Lithographic masks (reticles) are used in semiconductor fabrication to transfer structure patterns, which are formed thereon, of a ready-patterned mask layer onto a substrate, in particular a semiconductor substrate or a wafer, on a reduced scale with the aid of lithographic exposure. Regions of the substrate that correspond to the transmissive mask regions are exposed and can be patterned, etched or exposed to ion implantations and other processing steps selectively with respect to unexposed surface regions. The mask may be a transmission mask or, as is customary in particular in the range of very short wavelengths of just a few nanometers, a reflection mask. Different transmission or reflection at mask structures and the spaces between them lead to the optical transfer of the mask pattern to the substrate, which is to be exposed.
A lithographic mask is exposed a number of times per wafer, in order for in each case different regions of the wafer to be exposed. Furthermore, in mass production a multiplicity of semiconductor wafers are exposed using a single mask.
Over the course of time, impurity particles and other impurities may be deposited on the mask, having an adverse effect on the quality of the optical imaging and leading to defects on the structure which is imaged on a reduced scale onto the exposed semiconductor wafers. In particular, in the region of the focal plane of the mask layer, the mask structures and spaces between the mask structures of the mask layer, defining the position of the unexposed and exposed regions on the semiconductor wafer, are distorted if, for example, a foreign particle enters a space between adjacent mask structures where it leads to local shadowing of a corresponding region on the semiconductor wafer, which as a result is not exposed as intended. This produces defects in the semiconductor circuits, which are fabricated.
To avoid such defects, it is true that it is possible for a mask to be cleaned at relatively long intervals, but this operation is complex and increases production costs.
To prevent the deposition of impurities or impurity particles in the focal plane of the mask layer, a flexible or fixed membrane, known as a pellicle, is often arranged at a certain height above the outer side of the mask layer. This membrane is secured along the edge of the mask with the aid of a membrane holder or pellicle frame. The membrane transmits light and does not impede the optical imaging, but also keeps impurity particles away from the outer side of the mask.
However, the membrane holder is provided with openings at the edge, in order to allow pressure compensation in the event of differing air pressure conditions, for example during transport in air, and to avoid pressure-induced damage. Therefore, even when a pellicle is fitted, contact with the clean-room air is possible via the openings in the pellicle frame, and over the course of time this leads to contamination to the patterned mask layer. These contaminations, for example caused by ammonium sulfide, amines, sulfur oxides or impurity particles, are present in trace amounts even in clean-room air and, once they have penetrated between the pellicle and the mask layer, cannot be removed again without complex cleaning. On the other hand, completely closing up the pellicle frame would no longer allow pressure compensation.

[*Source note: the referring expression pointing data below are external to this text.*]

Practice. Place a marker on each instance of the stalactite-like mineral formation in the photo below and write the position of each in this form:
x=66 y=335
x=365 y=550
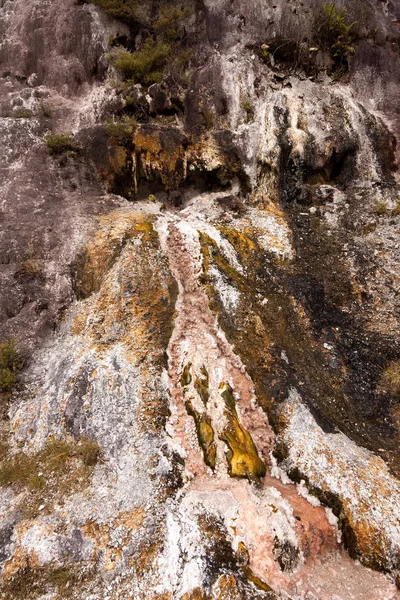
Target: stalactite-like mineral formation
x=199 y=300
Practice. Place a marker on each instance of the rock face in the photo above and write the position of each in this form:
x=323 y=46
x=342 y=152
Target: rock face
x=200 y=269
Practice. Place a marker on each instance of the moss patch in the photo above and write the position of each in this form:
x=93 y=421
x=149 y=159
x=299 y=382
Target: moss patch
x=10 y=364
x=60 y=469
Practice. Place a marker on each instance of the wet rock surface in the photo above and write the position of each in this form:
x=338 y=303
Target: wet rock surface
x=204 y=285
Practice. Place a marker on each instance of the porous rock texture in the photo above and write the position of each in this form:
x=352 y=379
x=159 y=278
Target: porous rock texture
x=211 y=298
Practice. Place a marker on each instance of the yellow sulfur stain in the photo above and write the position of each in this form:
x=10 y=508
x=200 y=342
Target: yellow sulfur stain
x=242 y=456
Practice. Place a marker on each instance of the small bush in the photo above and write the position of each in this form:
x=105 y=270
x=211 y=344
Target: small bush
x=248 y=107
x=61 y=143
x=121 y=132
x=144 y=66
x=381 y=208
x=170 y=25
x=22 y=113
x=333 y=33
x=10 y=365
x=45 y=109
x=52 y=474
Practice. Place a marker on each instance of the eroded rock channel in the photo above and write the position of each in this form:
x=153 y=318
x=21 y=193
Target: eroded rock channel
x=199 y=348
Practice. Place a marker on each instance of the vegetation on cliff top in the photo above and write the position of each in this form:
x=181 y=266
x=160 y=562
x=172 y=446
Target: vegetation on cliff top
x=10 y=364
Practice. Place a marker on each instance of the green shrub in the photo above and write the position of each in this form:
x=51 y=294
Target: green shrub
x=61 y=143
x=51 y=475
x=121 y=132
x=332 y=32
x=10 y=365
x=170 y=24
x=22 y=113
x=144 y=66
x=380 y=208
x=45 y=109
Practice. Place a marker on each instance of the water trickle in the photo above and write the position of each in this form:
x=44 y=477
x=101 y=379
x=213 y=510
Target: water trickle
x=292 y=543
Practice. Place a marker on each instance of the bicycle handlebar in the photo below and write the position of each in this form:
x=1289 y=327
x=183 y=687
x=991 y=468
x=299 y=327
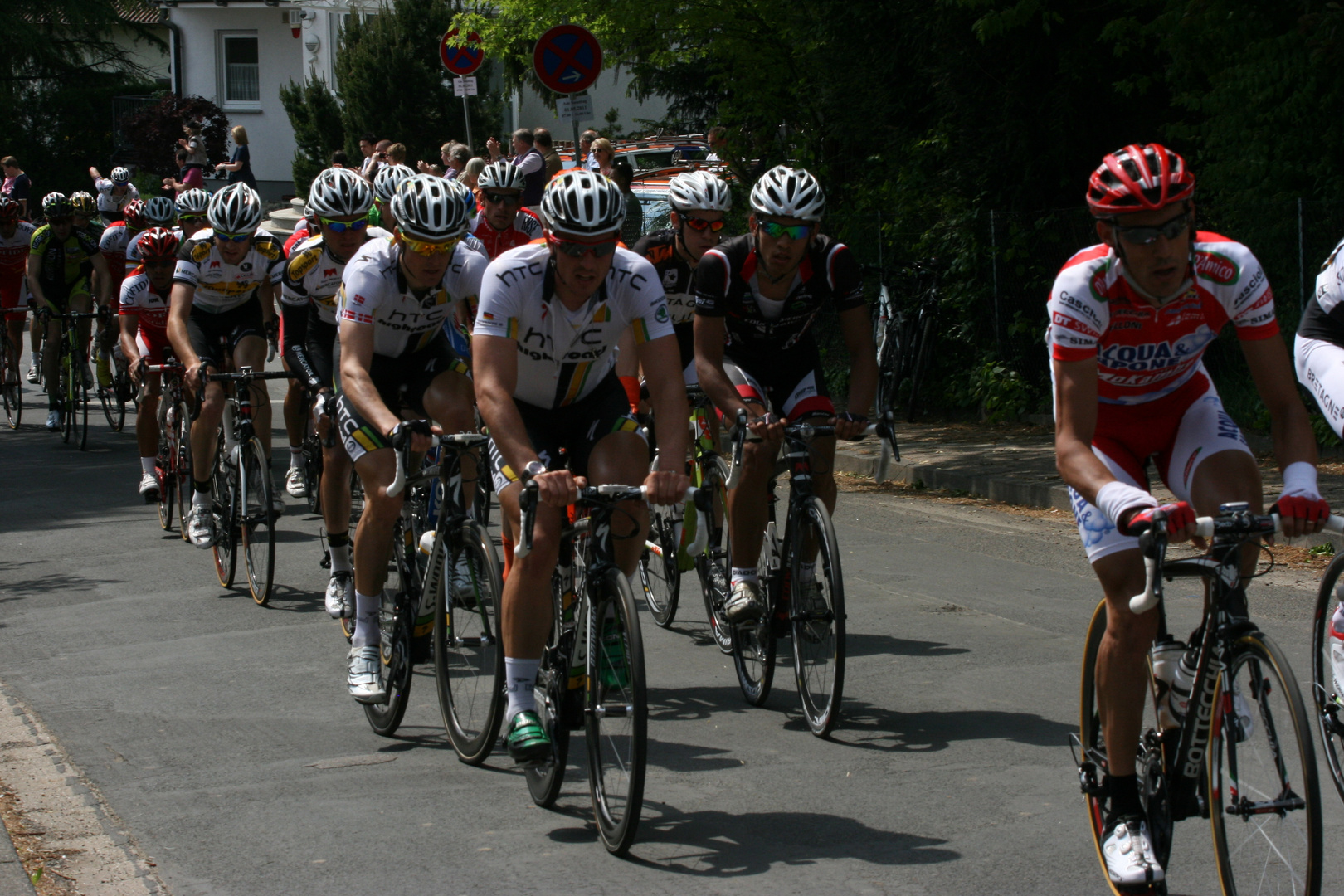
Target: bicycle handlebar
x=1153 y=543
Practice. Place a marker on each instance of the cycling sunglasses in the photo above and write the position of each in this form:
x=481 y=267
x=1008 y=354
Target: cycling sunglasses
x=580 y=250
x=700 y=225
x=421 y=247
x=774 y=230
x=1148 y=236
x=342 y=226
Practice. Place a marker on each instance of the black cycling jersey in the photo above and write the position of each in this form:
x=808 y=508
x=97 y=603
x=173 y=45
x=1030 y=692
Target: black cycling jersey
x=726 y=286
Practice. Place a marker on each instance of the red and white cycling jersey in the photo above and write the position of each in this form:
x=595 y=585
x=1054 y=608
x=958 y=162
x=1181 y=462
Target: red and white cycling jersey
x=1142 y=353
x=524 y=230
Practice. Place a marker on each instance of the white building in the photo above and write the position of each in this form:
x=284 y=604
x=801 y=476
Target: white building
x=241 y=52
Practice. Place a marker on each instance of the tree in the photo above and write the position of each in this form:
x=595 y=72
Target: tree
x=392 y=82
x=316 y=119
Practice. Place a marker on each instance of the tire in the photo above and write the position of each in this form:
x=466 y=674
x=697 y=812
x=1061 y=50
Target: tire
x=226 y=547
x=182 y=465
x=1327 y=691
x=616 y=716
x=256 y=523
x=817 y=618
x=1269 y=850
x=657 y=567
x=754 y=645
x=468 y=648
x=714 y=567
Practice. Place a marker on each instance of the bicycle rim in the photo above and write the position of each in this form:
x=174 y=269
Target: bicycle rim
x=257 y=524
x=616 y=718
x=816 y=611
x=468 y=652
x=1265 y=801
x=657 y=568
x=1327 y=685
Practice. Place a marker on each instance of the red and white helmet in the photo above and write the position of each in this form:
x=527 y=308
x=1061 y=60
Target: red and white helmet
x=1138 y=178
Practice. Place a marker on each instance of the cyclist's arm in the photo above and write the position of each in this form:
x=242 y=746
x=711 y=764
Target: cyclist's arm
x=357 y=360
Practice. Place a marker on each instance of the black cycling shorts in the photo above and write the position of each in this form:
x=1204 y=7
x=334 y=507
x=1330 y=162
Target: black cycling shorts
x=207 y=332
x=401 y=382
x=574 y=427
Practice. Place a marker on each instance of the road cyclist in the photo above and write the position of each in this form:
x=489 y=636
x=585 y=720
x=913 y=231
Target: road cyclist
x=340 y=201
x=1131 y=319
x=396 y=359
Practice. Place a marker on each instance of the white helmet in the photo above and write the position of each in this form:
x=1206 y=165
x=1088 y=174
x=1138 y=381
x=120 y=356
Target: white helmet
x=582 y=203
x=192 y=202
x=339 y=192
x=236 y=210
x=431 y=208
x=699 y=190
x=160 y=212
x=788 y=192
x=388 y=178
x=500 y=175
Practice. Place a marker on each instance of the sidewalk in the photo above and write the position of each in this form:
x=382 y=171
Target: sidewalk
x=1015 y=464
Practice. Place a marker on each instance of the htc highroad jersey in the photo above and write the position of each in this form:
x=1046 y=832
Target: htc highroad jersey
x=563 y=355
x=219 y=285
x=1144 y=353
x=726 y=285
x=375 y=292
x=314 y=275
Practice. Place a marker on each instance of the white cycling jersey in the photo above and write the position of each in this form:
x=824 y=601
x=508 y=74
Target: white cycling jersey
x=312 y=275
x=563 y=355
x=374 y=292
x=219 y=285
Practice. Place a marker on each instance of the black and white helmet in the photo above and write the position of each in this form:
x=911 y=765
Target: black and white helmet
x=582 y=203
x=699 y=190
x=388 y=178
x=192 y=202
x=500 y=175
x=788 y=192
x=160 y=212
x=431 y=208
x=236 y=210
x=339 y=192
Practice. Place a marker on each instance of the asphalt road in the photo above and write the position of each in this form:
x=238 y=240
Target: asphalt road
x=222 y=733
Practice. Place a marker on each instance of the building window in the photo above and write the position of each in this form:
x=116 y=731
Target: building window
x=240 y=80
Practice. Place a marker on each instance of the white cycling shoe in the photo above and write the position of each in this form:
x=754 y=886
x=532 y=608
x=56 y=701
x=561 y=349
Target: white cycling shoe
x=1129 y=855
x=362 y=677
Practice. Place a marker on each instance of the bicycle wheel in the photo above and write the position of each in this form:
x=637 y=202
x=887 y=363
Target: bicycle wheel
x=754 y=645
x=256 y=523
x=1265 y=804
x=1328 y=687
x=225 y=512
x=468 y=652
x=657 y=567
x=816 y=611
x=617 y=713
x=713 y=567
x=182 y=466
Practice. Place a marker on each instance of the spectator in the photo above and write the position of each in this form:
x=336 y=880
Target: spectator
x=633 y=225
x=366 y=145
x=544 y=145
x=472 y=171
x=240 y=167
x=17 y=184
x=188 y=176
x=605 y=155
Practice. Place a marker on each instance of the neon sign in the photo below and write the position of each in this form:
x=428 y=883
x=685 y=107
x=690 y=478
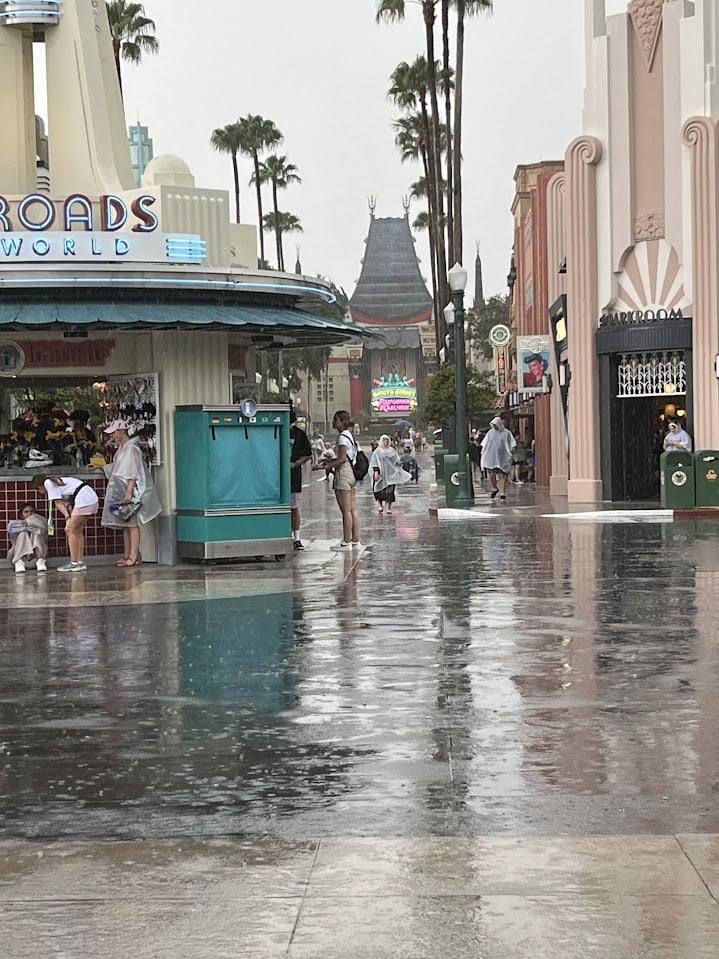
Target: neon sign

U.S. Pat. No. 5,928,827 A and German Patent No. 38 42 481 A1 have disclosed lithographic masks whose mask structures are covered with a continuously dense protective layer. These continuously dense protective layers keep impurity particles away from the mask structures more reliably. However, the production of continuously dense protective layers involves more time and labor, since their surface, which is remote from the mask layer, has to be planarized at considerable cost in order not to adversely affect the quality of the optical imaging. In particular, on account of the greater layer thickness of the continuously dense protective layers compared to pellicle membranes, much lower roughness and deviations in the surface of the protective layer from the position parallel to the mask substrate are permissible in the case of the continuously dense protective layers.